Metadata-Version: 2.4
Name: quizgpt
Version: 3.4.3
Summary: A Python package for generating unique quizzes (upto 10,000) from text, URLs, or YouTube transcripts using OpenAI.
Author: QuizGPT Contributors
License: MIT License
        
        Copyright (c) 2026 QuizGPT Contributors
        
        Permission is hereby granted, free of charge, to any person obtaining a copy
        of this software and associated documentation files (the "Software"), to deal
        in the Software without restriction, including without limitation the rights
        to use, copy, modify, merge, publish, distribute, sublicense, and/or sell
        copies of the Software, and to permit persons to whom the Software is
        furnished to do so, subject to the following conditions:
        
        The above copyright notice and this permission notice shall be included in
        all copies or substantial portions of the Software.
        
        THE SOFTWARE IS PROVIDED "AS IS", WITHOUT WARRANTY OF ANY KIND, EXPRESS OR
        IMPLIED, INCLUDING BUT NOT LIMITED TO THE WARRANTIES OF MERCHANTABILITY,
        FITNESS FOR A PARTICULAR PURPOSE AND NONINFRINGEMENT. IN NO EVENT SHALL THE
        AUTHORS OR COPYRIGHT HOLDERS BE LIABLE FOR ANY CLAIM, DAMAGES OR OTHER
        LIABILITY, WHETHER IN AN ACTION OF CONTRACT, TORT OR OTHERWISE, ARISING FROM,
        OUT OF OR IN CONNECTION WITH THE SOFTWARE OR THE USE OR OTHER DEALINGS IN
        THE SOFTWARE.
        
Project-URL: Homepage, https://github.com/parthrana34/QuizGPT
Project-URL: Repository, https://github.com/parthrana34/QuizGPT
Keywords: quiz,openai,gpt,education,learning
Classifier: Programming Language :: Python :: 3
Classifier: License :: OSI Approved :: MIT License
Classifier: Operating System :: OS Independent
Requires-Python: >=3.9
Description-Content-Type: text/markdown
License-File: LICENSE
Requires-Dist: openai>=1.0.0
Requires-Dist: requests>=2.0
Requires-Dist: validators>=0.20.0
Requires-Dist: beautifulsoup4>=4.12.0
Requires-Dist: youtube-transcript-api>=0.6.0
Requires-Dist: faiss-cpu>=1.7.0
Requires-Dist: scikit-learn>=1.0.0
Requires-Dist: numpy>=1.21.0
Dynamic: license-file

# QuizGPT

[![PyPI version](https://badge.fury.io/py/quizgpt.svg)](https://pypi.org/project/quizgpt/)

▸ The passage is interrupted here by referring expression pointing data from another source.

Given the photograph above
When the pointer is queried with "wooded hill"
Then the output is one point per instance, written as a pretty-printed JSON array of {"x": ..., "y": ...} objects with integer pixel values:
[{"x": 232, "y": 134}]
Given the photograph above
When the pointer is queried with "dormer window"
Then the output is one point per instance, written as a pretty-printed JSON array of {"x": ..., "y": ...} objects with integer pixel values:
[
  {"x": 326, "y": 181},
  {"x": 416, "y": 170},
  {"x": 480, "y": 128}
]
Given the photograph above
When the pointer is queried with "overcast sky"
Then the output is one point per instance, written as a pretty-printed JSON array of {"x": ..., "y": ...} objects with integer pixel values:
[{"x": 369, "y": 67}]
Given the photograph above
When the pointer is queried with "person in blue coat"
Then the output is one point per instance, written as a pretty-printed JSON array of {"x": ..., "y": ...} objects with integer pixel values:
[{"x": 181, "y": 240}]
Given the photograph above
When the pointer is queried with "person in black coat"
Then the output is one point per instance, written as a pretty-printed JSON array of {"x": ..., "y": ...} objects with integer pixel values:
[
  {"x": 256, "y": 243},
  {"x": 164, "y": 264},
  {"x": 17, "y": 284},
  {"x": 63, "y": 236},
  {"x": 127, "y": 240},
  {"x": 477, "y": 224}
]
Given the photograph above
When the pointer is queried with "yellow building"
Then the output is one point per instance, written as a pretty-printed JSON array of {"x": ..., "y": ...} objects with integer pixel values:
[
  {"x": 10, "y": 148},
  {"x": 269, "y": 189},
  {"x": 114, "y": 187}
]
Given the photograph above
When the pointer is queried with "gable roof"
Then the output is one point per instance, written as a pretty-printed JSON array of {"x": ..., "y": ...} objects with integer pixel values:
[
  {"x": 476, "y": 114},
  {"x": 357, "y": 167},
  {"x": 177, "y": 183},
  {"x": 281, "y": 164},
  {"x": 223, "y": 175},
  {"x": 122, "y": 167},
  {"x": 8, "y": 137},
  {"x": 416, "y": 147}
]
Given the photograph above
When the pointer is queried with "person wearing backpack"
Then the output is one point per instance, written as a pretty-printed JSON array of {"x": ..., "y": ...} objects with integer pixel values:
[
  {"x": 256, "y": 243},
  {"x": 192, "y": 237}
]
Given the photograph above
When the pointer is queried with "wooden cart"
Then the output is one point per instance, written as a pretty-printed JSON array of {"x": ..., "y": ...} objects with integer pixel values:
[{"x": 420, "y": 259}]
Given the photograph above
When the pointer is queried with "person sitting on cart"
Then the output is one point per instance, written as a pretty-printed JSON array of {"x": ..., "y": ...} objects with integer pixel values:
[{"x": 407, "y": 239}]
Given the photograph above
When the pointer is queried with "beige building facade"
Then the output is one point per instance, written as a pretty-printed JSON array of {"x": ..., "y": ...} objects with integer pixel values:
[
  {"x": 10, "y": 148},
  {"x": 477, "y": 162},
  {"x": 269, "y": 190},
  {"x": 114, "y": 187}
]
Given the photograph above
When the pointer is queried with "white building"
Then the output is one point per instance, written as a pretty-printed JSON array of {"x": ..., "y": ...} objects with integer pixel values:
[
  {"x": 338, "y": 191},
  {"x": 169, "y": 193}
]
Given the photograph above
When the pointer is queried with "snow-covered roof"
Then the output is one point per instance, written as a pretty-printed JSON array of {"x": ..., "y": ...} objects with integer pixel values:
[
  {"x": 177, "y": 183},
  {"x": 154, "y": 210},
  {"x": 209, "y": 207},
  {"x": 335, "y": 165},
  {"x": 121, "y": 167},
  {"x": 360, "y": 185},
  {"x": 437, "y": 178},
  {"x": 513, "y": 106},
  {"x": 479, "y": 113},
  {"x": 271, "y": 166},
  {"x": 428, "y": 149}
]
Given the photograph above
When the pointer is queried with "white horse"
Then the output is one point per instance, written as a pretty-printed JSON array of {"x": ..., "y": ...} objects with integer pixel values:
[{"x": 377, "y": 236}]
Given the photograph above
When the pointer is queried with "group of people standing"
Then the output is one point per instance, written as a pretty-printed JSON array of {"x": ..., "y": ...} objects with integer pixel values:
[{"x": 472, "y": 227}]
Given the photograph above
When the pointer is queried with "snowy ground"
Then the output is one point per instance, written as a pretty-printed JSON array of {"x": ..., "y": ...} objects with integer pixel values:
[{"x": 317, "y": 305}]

**QuizGPT** is a production-grade Python package for generating high-quality quizzes from raw text, web pages, or YouTube video transcripts using OpenAI models. Supports scalable generation of 10 to 10,000 questions with intelligent batching, semantic deduplication, and dimension-based organization.

## 🌟 Key Features

### Core Functionality
- **Content Extraction**: Automatically extracts text from URLs, web pages, YouTube videos, or plain text
- **Multiple Choice Quiz Generation**: Creates MCQ quizzes with configurable difficulty levels (easy/medium/hard)
- **Content Summarization**: Generates concise summaries of source content
- **Flexible Interface**: Python API and command-line interface

### Advanced Features (v3.4.0+)
- **Scalable Generation**: Generate 10 to 10,000 questions in a single request
- **Intelligent Batching**: Automatically splits large question requests into LLM-friendly batches (10 questions per request)
- **Thread-Safe Concurrency**: Uses ThreadPoolExecutor for efficient parallel processing (configurable workers)
- **Semantic Deduplication**: FAISS-based embeddings remove semantic duplicates while preserving variety
- **Dimension-Based Organization**: Automatically extracts and organizes questions by topic:
  - **Flat**: For 10-20 questions
  - **Dimensional**: For 20-100 questions (organizes by main topics)
  - **Hierarchical**: For 100-10,000 questions (organizes by topics and subtopics)
- **Automatic Retry Logic**: Intelligently retries if deduplication reduces count below target
- **Over-Generation Strategy**: Generates 20% extra questions to account for duplicate removal

## 📦 Installation

```bash
pip install quizgpt
```

### Required Dependencies
- Python 3.9+
- OpenAI API key (get one at https://platform.openai.com/api-keys)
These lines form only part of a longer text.